According to another preferred embodiment, the cereal food product is supplemented with essential cations, such as magnesium, iron, zinc, calcium, cobalt, molybdenum, manganese, chromium, copper or combinations thereof. Grains can contain large amounts of phytates. Grains supplemented with essential cations are not always effective essential cation delivery vehicles for the person who eats the grain, as the essential cations may bind to the endogenous phytate contained in the grain. In the cereals according to the invention, the availability of the added essential cations is ensured by the presence of phytase.

The phytase may be present in solid or liquid form as described above. The desired amount of phytase is then added to the grain.

Cereal food products are attractive delivery vehicles for phytase. Adding active phytase, preferably at the end of the processing of the grain, is a means of delivering enough phytase to the intestinal tract to act after the grain is eaten with a meal. Cereal food products are therefore also attractive vehicles for the delivery of phytase to reduce the phytate delivered by other components in the food matrix in addition to the phytate present in the grain itself, and thus increase the phytase from the whole food. Mineral bioavailability of minerals present in the matrix.

The present invention further relates to soymilk comprising active phytase. This means that soymilk contains phytase at a concentration between 500 and 20,000 FTU/kg, preferably between 1,000 and 10,000 FTU/kg, most preferably between 2,000 and 5,000 FTU/kg at the end of the processing to which it has been processed between.

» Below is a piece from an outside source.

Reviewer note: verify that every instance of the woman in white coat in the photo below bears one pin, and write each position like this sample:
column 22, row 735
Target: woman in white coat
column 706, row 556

We have surprisingly found that phytase activity is very stable in this type of food product, even after pasteurization. Soy milk is defined as a mixture of solids and water from soybeans. This can be prepared by direct aqueous extraction of processed soybeans. Alternatively, soybeans may be first isolated, for example, to obtain soybean meal or partially purified soybean protein isolates, which are then mixed with water to obtain soybean milk. Several additives can further be added to this milk, such as sources of calcium and phosphate, flavoring compounds, salt, sugar, etc. The book Soybean Utilization (Snyder HE and Kwon TW, Van Nostrand Reinhold Comp, New York, 1987) describes various methods of preparing soybean isolates and soymilk. According to another preferred embodiment, the soymilk is supplemented with essential cations, such as magnesium, iron, zinc, calcium, cobalt, molybdenum, manganese, chromium, copper or combinations thereof. In this way, the availability of the necessary cations added is ensured by the presence of phytase.

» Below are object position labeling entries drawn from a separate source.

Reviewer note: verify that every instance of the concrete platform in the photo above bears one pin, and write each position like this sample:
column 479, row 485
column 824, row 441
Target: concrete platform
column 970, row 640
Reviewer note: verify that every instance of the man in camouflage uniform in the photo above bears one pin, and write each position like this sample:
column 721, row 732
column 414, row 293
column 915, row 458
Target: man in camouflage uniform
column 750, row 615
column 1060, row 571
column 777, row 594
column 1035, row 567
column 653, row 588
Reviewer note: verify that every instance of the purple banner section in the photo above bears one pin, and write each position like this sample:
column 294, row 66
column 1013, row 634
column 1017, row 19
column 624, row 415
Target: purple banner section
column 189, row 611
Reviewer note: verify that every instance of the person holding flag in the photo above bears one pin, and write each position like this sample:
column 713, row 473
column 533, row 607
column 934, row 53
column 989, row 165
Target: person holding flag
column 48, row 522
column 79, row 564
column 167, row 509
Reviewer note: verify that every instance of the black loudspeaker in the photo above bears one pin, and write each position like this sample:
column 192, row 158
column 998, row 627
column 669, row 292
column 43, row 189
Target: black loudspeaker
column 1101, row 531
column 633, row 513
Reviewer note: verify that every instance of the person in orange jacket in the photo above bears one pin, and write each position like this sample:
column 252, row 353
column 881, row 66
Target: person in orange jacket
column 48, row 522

Phytase may be present in solid or liquid form as described above. The desired amount of phytase can be added to the soymilk at the beginning of its processing, or it can be added subsequently to the soymilk at the end of processing.

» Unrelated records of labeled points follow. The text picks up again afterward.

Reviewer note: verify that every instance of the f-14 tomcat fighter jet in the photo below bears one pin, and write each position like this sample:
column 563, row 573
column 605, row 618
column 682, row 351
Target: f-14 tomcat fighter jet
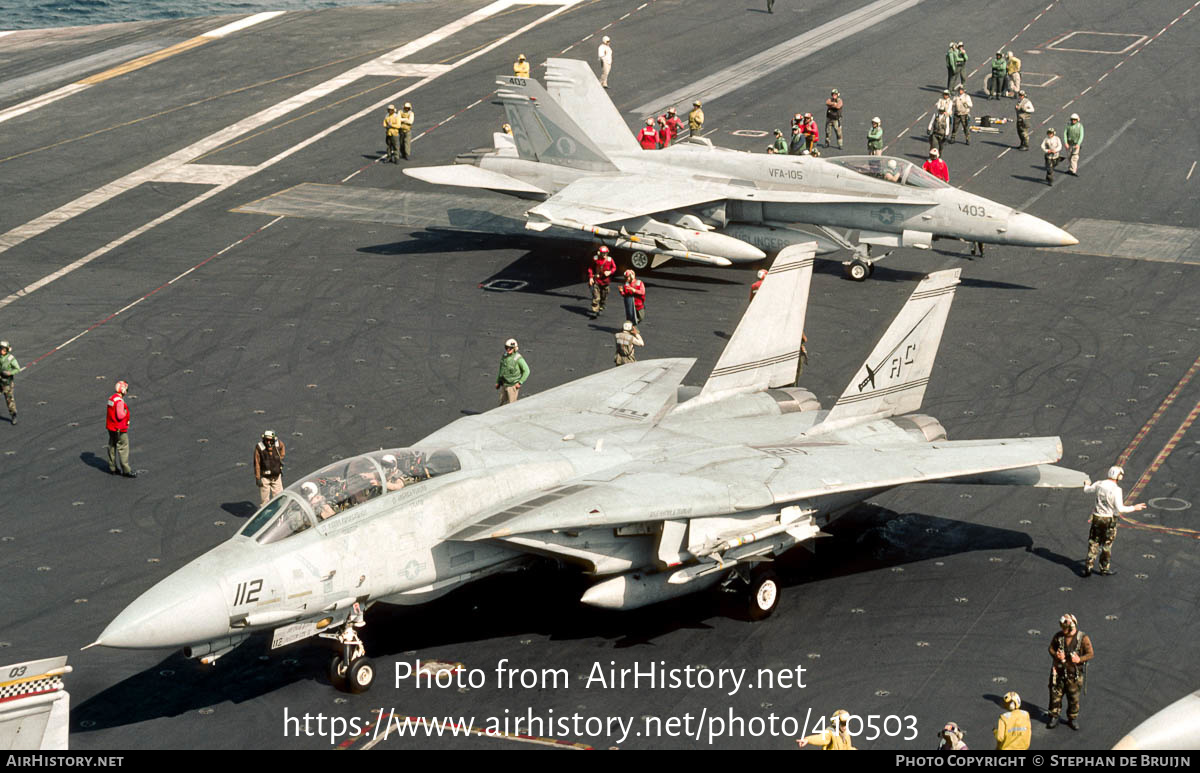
column 654, row 489
column 571, row 149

Contrary to cow's milk, soy milk contains high levels of phytates. Adding active phytase, preferably at the beginning of the processing of soymilk, is a way to reduce its phytate content. Also, when soy milk is consumed with a phytate-rich meal, there will be enough phytase to work in the gut. Soymilk is therefore also an attractive delivery vehicle for phytase to reduce phytate delivered by other components in the food matrix and thus increase mineral bioavailability of minerals present throughout the food matrix. The addition of active phytase, preferably at the end of the processing of the soymilk, is a means of delivering phytate to reduce the delivery of phytate by other ingredients in the food matrix and thus increase the mineral bioavailability of the minerals present throughout the food matrix. method of utilization.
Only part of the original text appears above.